In der ersten Schulwoche nach den Karnevalsferien hat es 351 positive Coronavirus-Fälle in Luxemburger Schulen gegeben. 343 Fälle konnten dem Szenario 1 zugeordnet werden: Das bedeutet, dass sich die Infizierten außerhalb der Schule angesteckt haben. Acht Fälle fielen unter das Szenario zwei (maximal zwei Infizierte pro Klasse, Ansteckung unklar oder wahrscheinlich außerhalb der Klasse), keine unter das Szenario 3 oder 4 (drei oder mehr Fälle innerhalb einer Klasse). Der Großteil dieser Infektionen betraf Schüler.
Unter den Betroffenen waren 149 Schüler aus dem Enseignement fondamental und 166 Schüler aus dem Enseignement secondaire. Auch zwei Klassen in Kompetenzzentren mussten in Quarantäne.

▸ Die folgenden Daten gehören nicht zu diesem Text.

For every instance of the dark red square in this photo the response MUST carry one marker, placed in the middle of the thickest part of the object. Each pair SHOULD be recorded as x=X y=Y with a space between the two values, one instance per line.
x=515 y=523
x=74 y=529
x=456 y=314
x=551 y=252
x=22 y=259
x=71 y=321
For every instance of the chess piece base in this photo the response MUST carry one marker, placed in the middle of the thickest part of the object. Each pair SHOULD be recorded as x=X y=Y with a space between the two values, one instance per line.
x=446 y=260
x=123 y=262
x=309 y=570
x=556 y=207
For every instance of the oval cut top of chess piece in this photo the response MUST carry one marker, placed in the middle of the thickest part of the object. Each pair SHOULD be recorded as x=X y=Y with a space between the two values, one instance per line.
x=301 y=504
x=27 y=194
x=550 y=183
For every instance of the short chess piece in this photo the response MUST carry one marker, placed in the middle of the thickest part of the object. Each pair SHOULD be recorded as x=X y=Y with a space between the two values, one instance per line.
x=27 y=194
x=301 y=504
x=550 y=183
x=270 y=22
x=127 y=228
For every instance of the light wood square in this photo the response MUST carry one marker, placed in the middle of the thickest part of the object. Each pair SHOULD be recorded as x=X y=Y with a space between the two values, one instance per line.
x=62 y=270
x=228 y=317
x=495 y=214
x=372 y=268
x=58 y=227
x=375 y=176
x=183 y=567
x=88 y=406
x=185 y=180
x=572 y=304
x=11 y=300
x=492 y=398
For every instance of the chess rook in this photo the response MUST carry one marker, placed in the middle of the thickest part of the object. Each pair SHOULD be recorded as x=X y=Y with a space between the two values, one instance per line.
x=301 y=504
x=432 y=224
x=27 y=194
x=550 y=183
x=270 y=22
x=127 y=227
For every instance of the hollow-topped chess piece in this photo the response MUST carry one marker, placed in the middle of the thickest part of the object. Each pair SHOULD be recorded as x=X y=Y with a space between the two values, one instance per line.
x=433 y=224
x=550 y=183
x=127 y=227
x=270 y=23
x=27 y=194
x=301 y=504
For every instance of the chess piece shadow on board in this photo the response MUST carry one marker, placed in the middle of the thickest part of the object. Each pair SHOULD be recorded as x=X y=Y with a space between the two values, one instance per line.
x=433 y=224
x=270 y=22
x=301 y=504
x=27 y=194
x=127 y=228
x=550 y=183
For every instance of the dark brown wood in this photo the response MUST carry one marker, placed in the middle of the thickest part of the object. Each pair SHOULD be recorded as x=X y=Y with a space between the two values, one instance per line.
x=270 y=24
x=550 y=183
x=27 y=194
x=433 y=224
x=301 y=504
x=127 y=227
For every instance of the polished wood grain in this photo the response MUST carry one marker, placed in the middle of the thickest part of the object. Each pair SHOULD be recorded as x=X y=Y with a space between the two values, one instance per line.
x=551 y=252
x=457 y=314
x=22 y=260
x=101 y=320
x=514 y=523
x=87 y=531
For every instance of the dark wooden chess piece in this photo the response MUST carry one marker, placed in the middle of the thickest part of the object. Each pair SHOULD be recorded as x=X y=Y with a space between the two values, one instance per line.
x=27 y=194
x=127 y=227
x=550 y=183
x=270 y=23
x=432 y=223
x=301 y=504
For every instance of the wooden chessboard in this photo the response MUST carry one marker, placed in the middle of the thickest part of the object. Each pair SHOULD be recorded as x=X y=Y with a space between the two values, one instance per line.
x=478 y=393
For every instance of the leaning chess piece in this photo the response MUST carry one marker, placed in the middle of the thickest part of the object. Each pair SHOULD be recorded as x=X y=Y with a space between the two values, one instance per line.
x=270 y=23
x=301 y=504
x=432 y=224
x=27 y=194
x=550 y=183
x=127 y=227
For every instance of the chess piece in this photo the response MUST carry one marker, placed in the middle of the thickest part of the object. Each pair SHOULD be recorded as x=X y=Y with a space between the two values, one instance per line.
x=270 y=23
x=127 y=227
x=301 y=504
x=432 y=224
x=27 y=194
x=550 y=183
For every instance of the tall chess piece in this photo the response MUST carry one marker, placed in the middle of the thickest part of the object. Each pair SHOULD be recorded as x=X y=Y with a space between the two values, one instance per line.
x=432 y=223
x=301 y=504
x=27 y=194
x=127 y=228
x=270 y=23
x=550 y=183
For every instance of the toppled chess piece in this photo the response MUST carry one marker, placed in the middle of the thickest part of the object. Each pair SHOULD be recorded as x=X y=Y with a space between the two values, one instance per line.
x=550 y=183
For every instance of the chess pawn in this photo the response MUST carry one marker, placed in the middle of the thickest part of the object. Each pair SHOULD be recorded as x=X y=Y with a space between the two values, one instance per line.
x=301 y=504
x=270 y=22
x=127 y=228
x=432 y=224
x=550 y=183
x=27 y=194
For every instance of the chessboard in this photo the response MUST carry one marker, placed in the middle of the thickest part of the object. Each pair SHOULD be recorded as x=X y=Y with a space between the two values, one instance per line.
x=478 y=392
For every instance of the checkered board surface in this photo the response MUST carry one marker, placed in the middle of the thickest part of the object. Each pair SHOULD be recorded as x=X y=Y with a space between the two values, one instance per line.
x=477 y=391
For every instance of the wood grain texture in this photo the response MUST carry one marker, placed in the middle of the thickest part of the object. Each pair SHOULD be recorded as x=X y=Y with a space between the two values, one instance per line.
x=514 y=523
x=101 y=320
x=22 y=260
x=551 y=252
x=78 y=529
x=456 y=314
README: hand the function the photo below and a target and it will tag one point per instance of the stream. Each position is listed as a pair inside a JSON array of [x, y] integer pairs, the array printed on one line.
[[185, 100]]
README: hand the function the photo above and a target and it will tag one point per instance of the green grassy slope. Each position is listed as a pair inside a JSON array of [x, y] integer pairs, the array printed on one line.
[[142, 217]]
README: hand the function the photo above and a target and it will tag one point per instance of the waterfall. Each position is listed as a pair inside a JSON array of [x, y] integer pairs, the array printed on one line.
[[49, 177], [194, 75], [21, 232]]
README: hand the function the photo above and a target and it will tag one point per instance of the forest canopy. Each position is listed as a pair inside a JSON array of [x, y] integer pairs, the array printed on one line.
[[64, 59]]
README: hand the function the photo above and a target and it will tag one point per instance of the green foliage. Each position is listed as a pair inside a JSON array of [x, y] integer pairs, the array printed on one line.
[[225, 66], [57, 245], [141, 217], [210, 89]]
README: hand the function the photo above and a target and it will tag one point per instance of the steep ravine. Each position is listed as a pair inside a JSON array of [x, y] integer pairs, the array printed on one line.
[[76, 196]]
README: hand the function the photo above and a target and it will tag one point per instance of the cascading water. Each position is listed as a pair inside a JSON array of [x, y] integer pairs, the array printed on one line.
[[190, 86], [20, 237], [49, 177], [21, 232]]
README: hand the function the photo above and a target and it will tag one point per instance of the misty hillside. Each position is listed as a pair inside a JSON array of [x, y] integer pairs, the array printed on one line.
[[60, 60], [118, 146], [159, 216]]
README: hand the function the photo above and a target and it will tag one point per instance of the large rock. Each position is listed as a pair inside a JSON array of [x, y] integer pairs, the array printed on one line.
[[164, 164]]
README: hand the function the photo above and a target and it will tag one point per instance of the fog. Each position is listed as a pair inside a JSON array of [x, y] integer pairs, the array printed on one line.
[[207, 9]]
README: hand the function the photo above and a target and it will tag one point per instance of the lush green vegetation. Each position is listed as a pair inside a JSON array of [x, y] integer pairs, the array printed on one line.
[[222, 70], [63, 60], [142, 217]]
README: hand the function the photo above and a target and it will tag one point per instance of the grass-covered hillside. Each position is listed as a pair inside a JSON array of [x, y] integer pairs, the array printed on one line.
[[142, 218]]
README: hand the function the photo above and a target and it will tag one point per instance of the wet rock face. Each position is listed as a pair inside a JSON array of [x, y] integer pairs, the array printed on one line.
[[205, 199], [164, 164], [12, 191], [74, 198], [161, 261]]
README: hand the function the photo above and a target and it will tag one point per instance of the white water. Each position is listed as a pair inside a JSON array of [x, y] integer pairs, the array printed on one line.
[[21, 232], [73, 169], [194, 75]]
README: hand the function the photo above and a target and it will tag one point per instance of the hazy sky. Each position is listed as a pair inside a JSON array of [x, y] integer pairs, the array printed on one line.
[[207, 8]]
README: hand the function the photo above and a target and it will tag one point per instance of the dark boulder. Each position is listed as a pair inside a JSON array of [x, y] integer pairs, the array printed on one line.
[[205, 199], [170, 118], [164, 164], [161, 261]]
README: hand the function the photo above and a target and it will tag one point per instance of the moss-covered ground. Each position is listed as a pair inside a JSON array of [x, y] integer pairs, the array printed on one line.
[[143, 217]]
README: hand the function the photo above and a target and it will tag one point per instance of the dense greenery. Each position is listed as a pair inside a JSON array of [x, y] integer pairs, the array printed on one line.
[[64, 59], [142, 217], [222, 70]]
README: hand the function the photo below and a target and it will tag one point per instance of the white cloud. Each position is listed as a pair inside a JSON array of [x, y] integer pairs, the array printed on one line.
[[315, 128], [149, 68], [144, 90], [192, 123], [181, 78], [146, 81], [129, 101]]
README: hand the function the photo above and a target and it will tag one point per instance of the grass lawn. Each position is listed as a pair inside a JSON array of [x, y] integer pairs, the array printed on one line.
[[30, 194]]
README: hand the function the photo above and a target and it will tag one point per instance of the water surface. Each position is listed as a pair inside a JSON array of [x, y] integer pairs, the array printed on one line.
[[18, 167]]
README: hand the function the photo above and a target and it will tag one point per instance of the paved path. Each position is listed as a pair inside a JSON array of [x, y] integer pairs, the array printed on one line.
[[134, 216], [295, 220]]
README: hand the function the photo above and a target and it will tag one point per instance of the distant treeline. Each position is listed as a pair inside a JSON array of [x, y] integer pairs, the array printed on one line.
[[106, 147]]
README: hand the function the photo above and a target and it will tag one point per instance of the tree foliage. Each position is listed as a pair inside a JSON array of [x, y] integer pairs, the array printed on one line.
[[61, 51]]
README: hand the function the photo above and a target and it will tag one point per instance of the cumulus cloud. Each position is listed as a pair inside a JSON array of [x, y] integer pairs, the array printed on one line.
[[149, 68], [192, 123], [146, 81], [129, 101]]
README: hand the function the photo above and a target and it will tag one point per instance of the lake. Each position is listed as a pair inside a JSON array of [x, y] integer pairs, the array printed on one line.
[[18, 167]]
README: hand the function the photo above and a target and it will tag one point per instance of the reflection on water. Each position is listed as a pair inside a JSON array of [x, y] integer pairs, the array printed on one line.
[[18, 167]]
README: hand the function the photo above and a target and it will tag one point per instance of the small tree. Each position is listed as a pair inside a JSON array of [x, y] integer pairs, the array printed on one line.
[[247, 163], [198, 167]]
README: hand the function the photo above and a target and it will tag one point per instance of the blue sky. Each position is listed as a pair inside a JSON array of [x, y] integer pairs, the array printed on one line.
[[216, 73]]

Außerdem gab es 33 Infektionsfälle im Schulpersonal, davon sind 15 im Grundschulwesen beschäftigt und 16 in Sekundarschulen.
Insgesamt hatten 96 Schulen und 55 Lyzeen in der Woche vom 22. bis 28. Februar mit Coronavirus-Infektionen zu tun. Besonders betroffen waren Schuleinrichtungen in Schifflingen.
In der Gesamtbevölkerung im Großherzogtum wurden in der selben Woche übrigens 1.313 Personen positiv auf das Corona-Virus getestet. Wie nun bekannt ist, entfielen rund 26 Prozent dieser Infektionen auf den Schulbereich.